On the whole then, an absolutely worthless document with few changes on policy, statements of the obvious and few details on policies which would be actually really controversial with the grassroots. That this is being hyped both by the Tories and the media as a clause 4 moment shows how much the Tories have already achieved in seducing a pliant media which doesn't seem to be bothered with what is really happening. This is nothing like a Clause 4 moment - that was a genuine debate which still has not been conclusively answered. Both state ownership and private ownership of the public services have their own problems, and both have failed in the past. Blair won that argument, and Cameron will win this argument, but they can't be compared.

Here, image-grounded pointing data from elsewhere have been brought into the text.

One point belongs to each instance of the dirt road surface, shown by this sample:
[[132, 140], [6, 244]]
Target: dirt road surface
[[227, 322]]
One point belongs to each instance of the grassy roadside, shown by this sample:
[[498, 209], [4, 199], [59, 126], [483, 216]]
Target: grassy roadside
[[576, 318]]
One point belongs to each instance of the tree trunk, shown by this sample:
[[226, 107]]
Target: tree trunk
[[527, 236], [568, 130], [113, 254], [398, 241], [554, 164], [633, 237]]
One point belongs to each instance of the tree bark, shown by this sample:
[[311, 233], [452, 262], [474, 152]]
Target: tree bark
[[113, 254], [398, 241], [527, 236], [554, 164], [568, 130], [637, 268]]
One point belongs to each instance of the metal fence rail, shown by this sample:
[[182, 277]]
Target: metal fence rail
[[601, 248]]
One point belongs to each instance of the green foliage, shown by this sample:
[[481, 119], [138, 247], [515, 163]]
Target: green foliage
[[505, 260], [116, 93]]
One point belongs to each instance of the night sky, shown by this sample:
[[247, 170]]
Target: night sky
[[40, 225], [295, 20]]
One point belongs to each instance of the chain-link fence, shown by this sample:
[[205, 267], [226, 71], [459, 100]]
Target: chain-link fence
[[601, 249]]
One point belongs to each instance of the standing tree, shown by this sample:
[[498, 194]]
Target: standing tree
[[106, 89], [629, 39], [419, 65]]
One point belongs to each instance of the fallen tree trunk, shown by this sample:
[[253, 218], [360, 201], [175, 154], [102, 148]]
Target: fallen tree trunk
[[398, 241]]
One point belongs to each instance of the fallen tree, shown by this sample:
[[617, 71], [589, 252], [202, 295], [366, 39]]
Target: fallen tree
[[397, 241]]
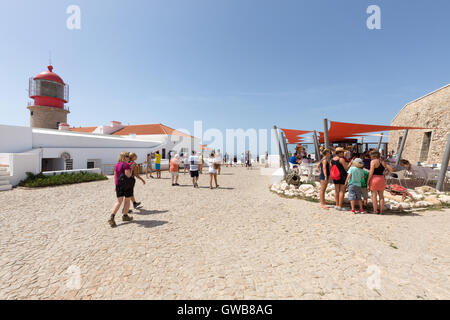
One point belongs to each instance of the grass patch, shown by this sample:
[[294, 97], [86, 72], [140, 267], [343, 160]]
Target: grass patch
[[40, 180]]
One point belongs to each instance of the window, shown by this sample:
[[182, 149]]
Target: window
[[399, 143], [68, 164], [426, 142]]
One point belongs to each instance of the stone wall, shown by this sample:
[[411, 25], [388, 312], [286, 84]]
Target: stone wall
[[47, 117], [431, 111]]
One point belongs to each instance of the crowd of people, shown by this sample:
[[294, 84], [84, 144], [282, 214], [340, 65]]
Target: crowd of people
[[356, 174], [126, 171]]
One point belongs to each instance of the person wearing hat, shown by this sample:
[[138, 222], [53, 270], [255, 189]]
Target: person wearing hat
[[354, 177], [338, 174]]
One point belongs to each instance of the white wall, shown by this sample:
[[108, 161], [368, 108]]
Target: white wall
[[107, 156], [15, 139], [20, 164], [58, 139]]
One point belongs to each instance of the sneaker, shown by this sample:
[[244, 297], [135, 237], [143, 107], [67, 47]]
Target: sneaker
[[126, 217], [136, 204], [112, 222]]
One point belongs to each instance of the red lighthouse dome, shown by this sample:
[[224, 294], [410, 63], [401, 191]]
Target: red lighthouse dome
[[48, 89], [49, 75]]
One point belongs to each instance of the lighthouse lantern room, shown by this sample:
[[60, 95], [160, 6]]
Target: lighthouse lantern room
[[49, 94]]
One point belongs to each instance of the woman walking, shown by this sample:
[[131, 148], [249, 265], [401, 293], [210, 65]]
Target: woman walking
[[218, 161], [158, 165], [324, 167], [123, 188], [377, 183], [213, 167], [148, 165], [135, 174], [174, 167], [185, 163], [338, 173]]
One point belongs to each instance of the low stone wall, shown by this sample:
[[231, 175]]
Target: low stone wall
[[422, 197]]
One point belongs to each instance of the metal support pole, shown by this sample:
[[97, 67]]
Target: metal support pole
[[286, 151], [402, 145], [280, 151], [379, 142], [444, 166], [362, 144], [316, 146], [325, 134]]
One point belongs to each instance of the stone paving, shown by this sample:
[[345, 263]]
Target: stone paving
[[237, 242]]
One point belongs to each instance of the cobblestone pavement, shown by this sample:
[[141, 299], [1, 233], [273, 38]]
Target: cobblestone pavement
[[240, 241]]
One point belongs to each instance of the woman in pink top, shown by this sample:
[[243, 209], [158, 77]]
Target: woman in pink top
[[174, 167], [122, 172]]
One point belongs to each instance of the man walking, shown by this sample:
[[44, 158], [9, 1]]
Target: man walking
[[193, 168]]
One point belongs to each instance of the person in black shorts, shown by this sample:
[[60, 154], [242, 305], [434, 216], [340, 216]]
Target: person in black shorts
[[123, 192], [339, 191], [194, 162], [324, 167]]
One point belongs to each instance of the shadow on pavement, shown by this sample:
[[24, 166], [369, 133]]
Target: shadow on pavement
[[145, 223], [146, 212]]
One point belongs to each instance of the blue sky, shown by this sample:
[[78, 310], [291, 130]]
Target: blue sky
[[233, 64]]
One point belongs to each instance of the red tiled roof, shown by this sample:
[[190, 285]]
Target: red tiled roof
[[83, 129], [148, 129], [141, 129]]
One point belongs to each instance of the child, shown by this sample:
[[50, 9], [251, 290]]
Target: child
[[158, 165], [324, 167], [364, 190], [174, 168], [354, 178]]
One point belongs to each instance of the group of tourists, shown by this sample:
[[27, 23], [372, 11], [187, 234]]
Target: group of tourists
[[126, 171], [125, 174], [350, 173]]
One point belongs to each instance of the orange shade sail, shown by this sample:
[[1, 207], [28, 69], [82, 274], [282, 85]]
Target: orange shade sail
[[341, 130], [293, 135]]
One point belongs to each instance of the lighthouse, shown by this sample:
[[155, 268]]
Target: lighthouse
[[49, 94]]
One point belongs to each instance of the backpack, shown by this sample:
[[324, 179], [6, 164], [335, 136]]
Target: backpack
[[398, 190], [124, 181], [335, 174]]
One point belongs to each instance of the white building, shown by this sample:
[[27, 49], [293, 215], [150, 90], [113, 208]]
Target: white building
[[171, 140], [24, 149]]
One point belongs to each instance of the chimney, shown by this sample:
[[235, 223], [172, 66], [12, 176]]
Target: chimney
[[63, 127]]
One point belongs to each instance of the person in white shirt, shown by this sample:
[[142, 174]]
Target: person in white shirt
[[219, 160], [185, 162], [194, 161], [213, 164]]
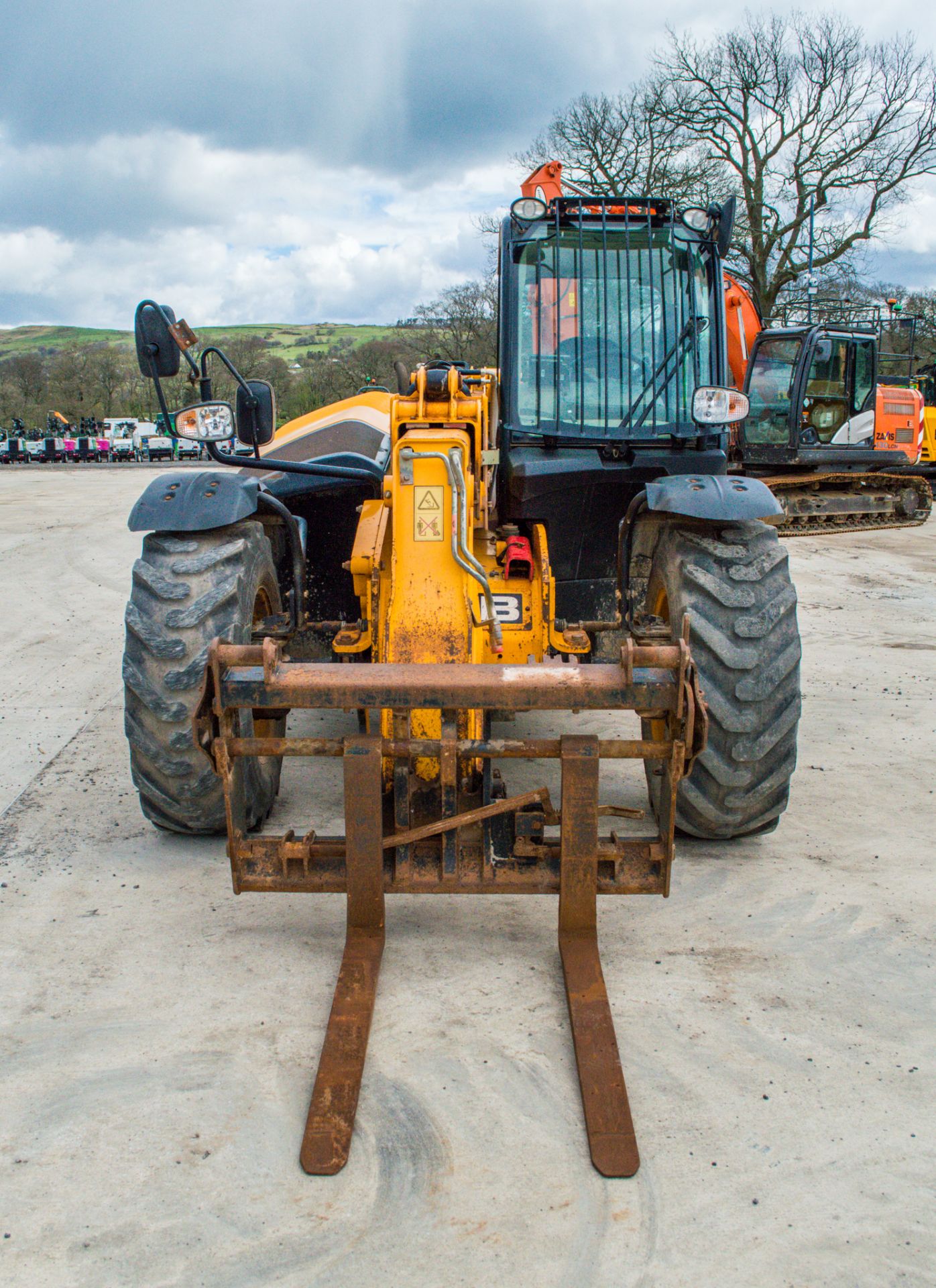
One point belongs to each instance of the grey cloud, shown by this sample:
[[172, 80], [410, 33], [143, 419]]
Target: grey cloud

Cameron then continues on in the vein of his work for a PR firm; spinning and spinning away, given an extended honeymoon by the press while still not telling the full truth or not even being asked to. The document also shows that politics has reached an impasse - both the Tories and Labour agree on so much that there's so little to choose between them. What the Tories are fighting for is a lost cause. If nothing changes between now and the next election, then alienation and apathy will get worse. Politics is dead - long live politics.